Cruz promoted himself as Trump's sole competitor, telling a crowd in Waterloo this weekend, "more and more observers are saying this race is coming down to a two-man race between me and Donald Trump."
His campaign manager, Jeff Roe, said after Thursday night's GOP debate, "I mean, clearly, it's a two-man race."
Rep. Steve King, Cruz's national co-chair, opened the door a little more, suggesting, "It's a two-man — potential distant third — race now."

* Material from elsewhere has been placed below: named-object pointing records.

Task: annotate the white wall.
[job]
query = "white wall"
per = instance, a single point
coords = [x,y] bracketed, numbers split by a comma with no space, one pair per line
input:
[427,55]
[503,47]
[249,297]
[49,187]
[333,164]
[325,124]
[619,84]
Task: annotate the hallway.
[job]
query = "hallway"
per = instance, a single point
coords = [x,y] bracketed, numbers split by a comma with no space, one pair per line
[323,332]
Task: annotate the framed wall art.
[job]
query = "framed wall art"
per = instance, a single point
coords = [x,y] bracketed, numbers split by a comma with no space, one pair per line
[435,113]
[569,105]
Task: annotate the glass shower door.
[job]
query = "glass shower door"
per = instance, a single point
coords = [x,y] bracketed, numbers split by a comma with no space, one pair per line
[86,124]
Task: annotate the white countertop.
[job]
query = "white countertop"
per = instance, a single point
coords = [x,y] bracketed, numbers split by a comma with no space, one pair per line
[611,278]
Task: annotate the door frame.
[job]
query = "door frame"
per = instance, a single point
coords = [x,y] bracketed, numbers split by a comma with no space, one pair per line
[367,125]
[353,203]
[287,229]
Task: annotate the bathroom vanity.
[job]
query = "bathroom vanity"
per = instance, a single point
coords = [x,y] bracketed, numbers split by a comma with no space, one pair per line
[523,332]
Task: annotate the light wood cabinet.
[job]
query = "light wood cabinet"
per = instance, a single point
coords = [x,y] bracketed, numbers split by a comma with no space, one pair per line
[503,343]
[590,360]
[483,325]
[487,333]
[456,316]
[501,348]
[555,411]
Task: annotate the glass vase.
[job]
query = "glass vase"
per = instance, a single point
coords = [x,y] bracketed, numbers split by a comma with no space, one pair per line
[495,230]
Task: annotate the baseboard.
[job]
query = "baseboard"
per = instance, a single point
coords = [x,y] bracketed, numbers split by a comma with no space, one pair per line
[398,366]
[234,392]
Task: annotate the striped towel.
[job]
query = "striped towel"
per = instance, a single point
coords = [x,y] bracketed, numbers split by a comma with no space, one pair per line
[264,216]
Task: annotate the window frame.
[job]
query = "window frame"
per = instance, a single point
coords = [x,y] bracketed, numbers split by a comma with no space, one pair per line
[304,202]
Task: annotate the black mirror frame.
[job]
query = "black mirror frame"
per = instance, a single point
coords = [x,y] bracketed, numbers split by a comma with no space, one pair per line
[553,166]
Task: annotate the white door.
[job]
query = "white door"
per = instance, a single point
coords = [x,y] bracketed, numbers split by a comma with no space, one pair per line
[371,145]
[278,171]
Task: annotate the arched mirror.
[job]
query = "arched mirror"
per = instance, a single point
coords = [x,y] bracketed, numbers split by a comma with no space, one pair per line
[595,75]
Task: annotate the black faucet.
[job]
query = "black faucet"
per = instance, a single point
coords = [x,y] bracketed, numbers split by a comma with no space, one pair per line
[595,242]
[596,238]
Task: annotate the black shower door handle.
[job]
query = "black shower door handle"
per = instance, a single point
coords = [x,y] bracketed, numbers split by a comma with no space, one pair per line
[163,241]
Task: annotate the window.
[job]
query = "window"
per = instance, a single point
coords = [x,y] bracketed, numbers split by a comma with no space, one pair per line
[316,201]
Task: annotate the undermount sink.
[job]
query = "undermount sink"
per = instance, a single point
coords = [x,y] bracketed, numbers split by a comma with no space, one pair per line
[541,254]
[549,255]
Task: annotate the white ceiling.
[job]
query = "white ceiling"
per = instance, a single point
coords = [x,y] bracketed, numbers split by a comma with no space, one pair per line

Cruz took his analysis of the race a step further last week, pushing the narrative that the "Washington establishment" had abandoned the likes of Marco Rubio and is "rushing over to support Donald Trump," framing Rubio as no longer a player in the race.
Cruz' became the focus of an onslaught of negative attacks from a wide array of Republican figures and interest groups in recent weeks.
Iowa Governor Terry Branstad said last week that Cruz would be "damaging" to the state. Sarah Palin appeared in Ames to endorse Trump over her former Tea Party star Cruz. A pro-Marco Rubio super PAC began running incessant attack ads on Iowa airwaves.
The Trump campaign has released its own set of attack ads hitting Cruz on immigration. And even a pro-Huckabee super PAC hit Iowa television on Wednesday with an ad questioning Cruz's commitment to his faith and Christianity.
But perhaps the greatest bruise landed to Cruz has been a messaging blitz by a pro-ethanol group in Iowa, America's Renewable Future, which has effectively seeped its anti-Cruz advertising out to farmers across the state. Cruz is now confronted at nearly each of his Iowa campaign stops over his position against the Renewable Fuel Standard, a key economic policy in the state.
Taken together, the attacks appear to have damaged both Cruz's support and his popularity in the state. And a number of his opponents stand to benefit.
Other rival campaigns, including Marco Rubio's team, see potential cracks in Cruz's shell, opening an opportunity to climb and gain greater relevance in the Hawkeye State.
Voters consistently expressed interest in Rubio through the summer and fall, but with a late spree by the candidate on the ground this winter, the Florida senator could continue to chip off late support. The candidates could receive potential boosts by Republicans who intended to caucus for Bush, Christie or Kasich but are now looking for a more viable alternative to challenge Cruz and Trump.
The Cruz camp maintains an optimistic tone.
"[The Rubio campaign has] done nothing to show they are organized or raised money to win beyond [the first voting states]," a Cruz aide told NBC News last week. "So they're not going to [win it]."
The campaigns of Mike Huckabee and Rick Santorum also see a window. The pair intend to travel directly to South Carolina after Iowa and spend the extra week making inroads into the evangelical, conservative electorate there if they foresee fragility in Cruz's grasp on that demographic.